Super Bowl advertising is big business, but it’s also a big gamble. Check out what those who have studied the ads are saying.
There’s more riding on the Super Bowl than just bets on whether the Saints or Colts will win. Corporate marketers have bet millions of dollars that their advertisements will translate into profits.
“It can be somewhat of craps shoot,” says University of Delaware marketing professor John Antil. He’s studied Super Bowl advertising trends for more than 20 years. He says one of the biggest trends this year is perennial Super Bowl advertisers sitting it out. Pepsi, GM, and FedEx have all decided to steer clear of advertising during Super Bowl XLIV. For GM, Antil says public perception would not be favorable for a company that’s recently come out of bankruptcy and then spends millions on a 30 seconds of advertising. But there are plenty of other companies willing to pay as much as $3 million for 30 seconds of time.
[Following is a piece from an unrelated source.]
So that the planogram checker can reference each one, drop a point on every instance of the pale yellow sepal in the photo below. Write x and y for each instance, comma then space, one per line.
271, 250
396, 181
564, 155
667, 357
But does their wager pay off? Antil says it’s hard to measure what impact the ads have on the bottom line, “It’s no where near an exact science.” He says companies that do a better job leveraging their ad time to drive people to their website can make the high price tag seem like a more reasonable investment. That’s especially true if the Super Bowl ad is the subject of water cooler conversations the next day. “If you start taking total impressions in mind, the word-of-mouth, it actually can turn out to be bargain price compared to other inventory that one might buy.”